Pike Place Chowder is another Seattle chowder institution. Their story, which is worth reading, talks about how they overcame assumptions that only New Englanders could create authentic, top-quality chowder – assumptions harmful when applied to any kind of food, no matter what. The best ________ may often come from that food’s region of origin, but it is not an absolute requirement.

Pike Place Chowder has won Nation’s Best Chowder at the biggest chowder competition and many other awards.


So this picture wasn’t take n at the Pike Place Market location. I’ve had Pike Place Chowder a dozen times over the years, but never at the famous Pike Place Market location, because the market is always overrun with mobs of tourists.

This day, however, I had some extra time so I decided to check out the Pike Place Market location, which I had never seen.
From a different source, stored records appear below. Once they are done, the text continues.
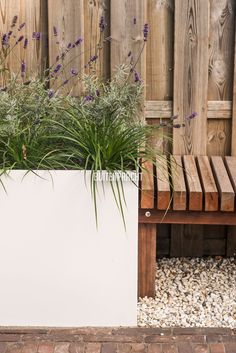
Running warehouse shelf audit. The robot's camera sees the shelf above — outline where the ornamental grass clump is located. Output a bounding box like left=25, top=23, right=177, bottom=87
left=0, top=16, right=196, bottom=224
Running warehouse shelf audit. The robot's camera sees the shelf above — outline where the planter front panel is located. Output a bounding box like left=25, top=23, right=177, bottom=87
left=0, top=171, right=138, bottom=326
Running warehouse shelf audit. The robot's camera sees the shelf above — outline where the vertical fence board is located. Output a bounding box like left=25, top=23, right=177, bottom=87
left=48, top=0, right=85, bottom=95
left=84, top=0, right=110, bottom=79
left=111, top=0, right=147, bottom=80
left=173, top=0, right=208, bottom=154
left=0, top=0, right=47, bottom=84
left=171, top=0, right=208, bottom=256
left=207, top=0, right=235, bottom=156
left=146, top=0, right=174, bottom=153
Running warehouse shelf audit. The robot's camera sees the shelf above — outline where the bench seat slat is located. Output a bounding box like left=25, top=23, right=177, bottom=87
left=170, top=156, right=187, bottom=211
left=140, top=161, right=154, bottom=208
left=211, top=156, right=235, bottom=212
left=197, top=156, right=218, bottom=211
left=225, top=156, right=236, bottom=193
left=183, top=155, right=202, bottom=211
left=156, top=156, right=171, bottom=210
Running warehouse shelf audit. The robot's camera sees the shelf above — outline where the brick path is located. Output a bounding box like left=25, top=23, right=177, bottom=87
left=0, top=328, right=236, bottom=353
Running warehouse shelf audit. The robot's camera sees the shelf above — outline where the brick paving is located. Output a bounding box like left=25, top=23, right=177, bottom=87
left=0, top=327, right=236, bottom=353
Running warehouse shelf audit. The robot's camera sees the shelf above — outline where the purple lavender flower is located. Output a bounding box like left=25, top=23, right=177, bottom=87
left=48, top=89, right=55, bottom=98
left=20, top=60, right=26, bottom=77
left=75, top=37, right=83, bottom=45
left=2, top=33, right=9, bottom=45
left=16, top=36, right=24, bottom=44
left=53, top=64, right=62, bottom=74
left=53, top=26, right=58, bottom=37
left=173, top=124, right=181, bottom=129
left=11, top=16, right=18, bottom=28
left=143, top=23, right=148, bottom=42
left=89, top=55, right=98, bottom=63
left=134, top=70, right=141, bottom=82
left=23, top=38, right=29, bottom=49
left=32, top=32, right=41, bottom=40
left=70, top=68, right=78, bottom=76
left=99, top=16, right=106, bottom=32
left=18, top=22, right=25, bottom=31
left=84, top=94, right=93, bottom=102
left=185, top=112, right=197, bottom=120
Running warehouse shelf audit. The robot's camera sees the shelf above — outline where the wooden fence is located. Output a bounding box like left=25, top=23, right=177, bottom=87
left=0, top=0, right=236, bottom=256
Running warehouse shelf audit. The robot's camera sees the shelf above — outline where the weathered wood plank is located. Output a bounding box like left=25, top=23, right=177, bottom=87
left=48, top=0, right=84, bottom=95
left=156, top=156, right=171, bottom=210
left=145, top=100, right=232, bottom=119
left=173, top=0, right=209, bottom=155
left=139, top=209, right=236, bottom=225
left=207, top=0, right=235, bottom=156
left=211, top=156, right=235, bottom=211
left=140, top=161, right=154, bottom=208
left=111, top=0, right=147, bottom=80
left=183, top=155, right=203, bottom=211
left=0, top=0, right=47, bottom=85
left=225, top=156, right=236, bottom=192
left=84, top=0, right=110, bottom=80
left=170, top=156, right=187, bottom=211
left=231, top=22, right=236, bottom=156
left=197, top=156, right=218, bottom=211
left=170, top=224, right=203, bottom=257
left=138, top=224, right=156, bottom=298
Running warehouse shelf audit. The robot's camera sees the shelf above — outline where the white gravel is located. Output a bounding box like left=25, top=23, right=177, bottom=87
left=138, top=257, right=236, bottom=328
This is the the part of Post Alley the chowder shop is located down. Another section of Post Alley is home to the Gum Wall. Although this section is less unsanitary, it is just as crowded.
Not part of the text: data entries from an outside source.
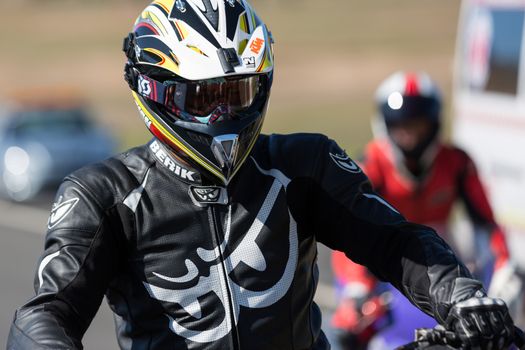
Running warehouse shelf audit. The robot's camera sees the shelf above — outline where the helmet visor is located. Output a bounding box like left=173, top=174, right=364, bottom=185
left=164, top=75, right=263, bottom=117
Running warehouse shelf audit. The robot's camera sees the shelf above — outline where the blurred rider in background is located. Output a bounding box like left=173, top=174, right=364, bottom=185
left=332, top=72, right=521, bottom=348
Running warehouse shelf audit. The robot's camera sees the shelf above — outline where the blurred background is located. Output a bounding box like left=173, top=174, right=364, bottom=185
left=0, top=0, right=520, bottom=349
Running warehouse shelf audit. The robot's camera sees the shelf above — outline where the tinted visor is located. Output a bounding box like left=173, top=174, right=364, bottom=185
left=164, top=75, right=264, bottom=117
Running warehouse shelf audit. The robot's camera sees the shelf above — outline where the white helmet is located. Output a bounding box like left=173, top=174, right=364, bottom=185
left=124, top=0, right=273, bottom=184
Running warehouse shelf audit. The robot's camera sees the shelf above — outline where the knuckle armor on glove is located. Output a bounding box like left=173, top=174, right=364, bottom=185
left=444, top=279, right=514, bottom=349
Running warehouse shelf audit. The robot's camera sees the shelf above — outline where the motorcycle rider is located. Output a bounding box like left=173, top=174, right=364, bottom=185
left=8, top=0, right=513, bottom=350
left=332, top=71, right=520, bottom=344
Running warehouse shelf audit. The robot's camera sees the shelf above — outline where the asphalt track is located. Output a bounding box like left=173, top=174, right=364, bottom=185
left=0, top=198, right=335, bottom=350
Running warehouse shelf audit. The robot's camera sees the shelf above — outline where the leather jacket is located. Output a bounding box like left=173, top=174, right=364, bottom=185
left=8, top=134, right=475, bottom=350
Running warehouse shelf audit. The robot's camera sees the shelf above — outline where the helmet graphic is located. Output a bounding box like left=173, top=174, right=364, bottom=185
left=376, top=72, right=441, bottom=160
left=124, top=0, right=273, bottom=184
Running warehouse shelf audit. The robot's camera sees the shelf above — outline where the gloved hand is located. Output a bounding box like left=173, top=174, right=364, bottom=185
left=445, top=291, right=514, bottom=350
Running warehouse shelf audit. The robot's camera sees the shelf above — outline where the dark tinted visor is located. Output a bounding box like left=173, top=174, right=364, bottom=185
left=164, top=75, right=264, bottom=117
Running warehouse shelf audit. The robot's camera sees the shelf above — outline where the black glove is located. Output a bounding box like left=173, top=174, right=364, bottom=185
left=445, top=291, right=514, bottom=350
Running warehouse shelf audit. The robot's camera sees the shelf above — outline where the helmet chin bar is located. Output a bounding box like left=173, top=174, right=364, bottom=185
left=210, top=134, right=239, bottom=179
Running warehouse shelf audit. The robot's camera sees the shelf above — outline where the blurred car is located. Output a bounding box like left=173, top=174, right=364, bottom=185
left=0, top=97, right=116, bottom=201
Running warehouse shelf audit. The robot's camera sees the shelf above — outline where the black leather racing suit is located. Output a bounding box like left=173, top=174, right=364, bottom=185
left=8, top=134, right=470, bottom=350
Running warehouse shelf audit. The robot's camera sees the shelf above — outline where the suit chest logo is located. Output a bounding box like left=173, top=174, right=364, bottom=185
left=149, top=140, right=199, bottom=182
left=47, top=196, right=78, bottom=229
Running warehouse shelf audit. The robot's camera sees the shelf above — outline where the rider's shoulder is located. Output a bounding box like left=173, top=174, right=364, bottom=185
left=259, top=133, right=330, bottom=154
left=64, top=145, right=152, bottom=205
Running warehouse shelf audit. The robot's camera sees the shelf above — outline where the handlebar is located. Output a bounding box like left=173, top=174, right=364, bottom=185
left=396, top=326, right=525, bottom=350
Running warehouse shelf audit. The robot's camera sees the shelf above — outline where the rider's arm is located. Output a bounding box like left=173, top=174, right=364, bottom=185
left=7, top=179, right=119, bottom=350
left=458, top=150, right=509, bottom=268
left=288, top=136, right=482, bottom=322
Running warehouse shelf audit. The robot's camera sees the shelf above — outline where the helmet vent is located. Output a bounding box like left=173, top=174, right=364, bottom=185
left=211, top=134, right=239, bottom=169
left=202, top=0, right=219, bottom=30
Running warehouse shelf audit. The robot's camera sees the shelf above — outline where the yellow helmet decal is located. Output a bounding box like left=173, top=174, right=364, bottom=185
left=131, top=91, right=225, bottom=182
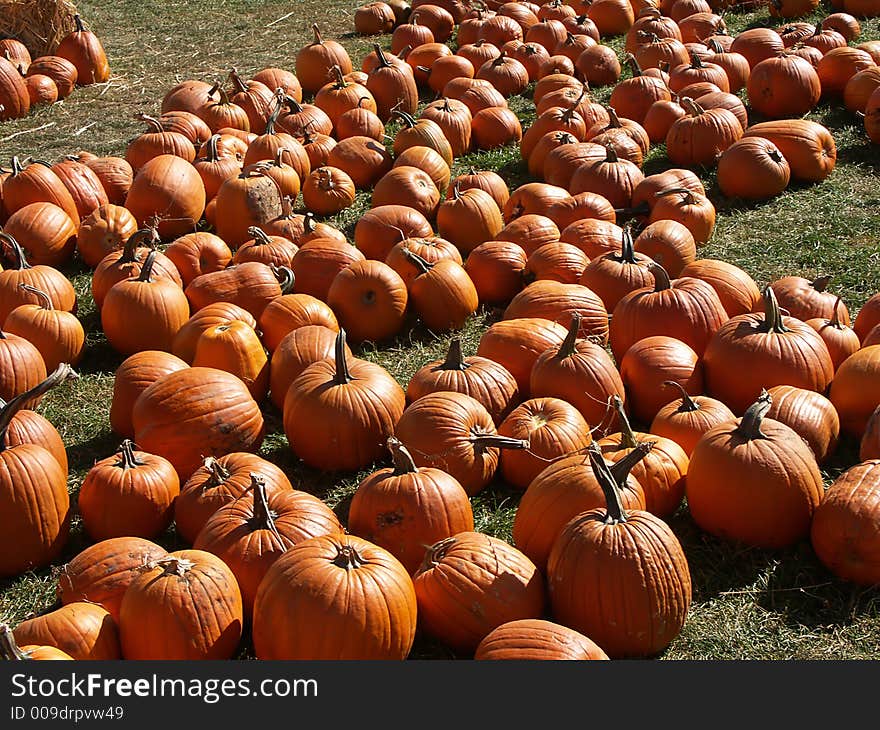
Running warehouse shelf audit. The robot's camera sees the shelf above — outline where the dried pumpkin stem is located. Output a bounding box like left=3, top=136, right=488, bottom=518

I turned back immediately when I saw this huge line. I hate waiting without anything to do, and it would take less time to walk to my usual Pike Place Chowder location than waiting in line.


Pacific Place is a high-end shopping mall located 0.4 miles from Pike Place Market. It’s a calming place because it has a limited selection of merchants, limited walking space, and few cheap fast fashion retailers, making it a place you’d only go into with a specific purpose, not a place you’d hang out for hours in. There’s a Pike Place Chowder on the sunny top floor, where the restaurants are. A Din Tai Fung is being built next to it.


I ordered the classic New England Clam Chowder, made from clams, bacon, onions, potatoes, cream, and seasonings. I’m also a fan of the Seafood Bisque (cod, salmon, shrimp, tomato) and Southwestern Chicken & Corn (chicken, corn, southwestern vegetables).


The clams have an excellent meaty texture, the kind that gets you to chew and chew. The chowder has a subtle sweetness that complements the solids. It’s easy to see why this won so many awards.


The complimentary slice of sourdough that comes with orders is nothing special. Although the bakery, Coeur d’Alene Bakery, boasts its sourdough starter as being over 120 years old, there is no unique, interesting, or even strong flavor to this bread. The texture and structure are similarly unremarkable, lacking structural strength, chew, and air pockets. It’s not a bad slice but it’s not a highlight like the sourdough bread at Duke’s Chowder House, which is also a soft sourdough but unforgettable in its goodness. Pike Place Chowder does stock the best oyster crackers brand on the market, Westminster Bakers Co. crackers.

To end, I snagged some Andes mints kept next to the register. Those things are 26 calories each and not the best palate cleanser after a cooked dairy soup, but they’re yummy regardless.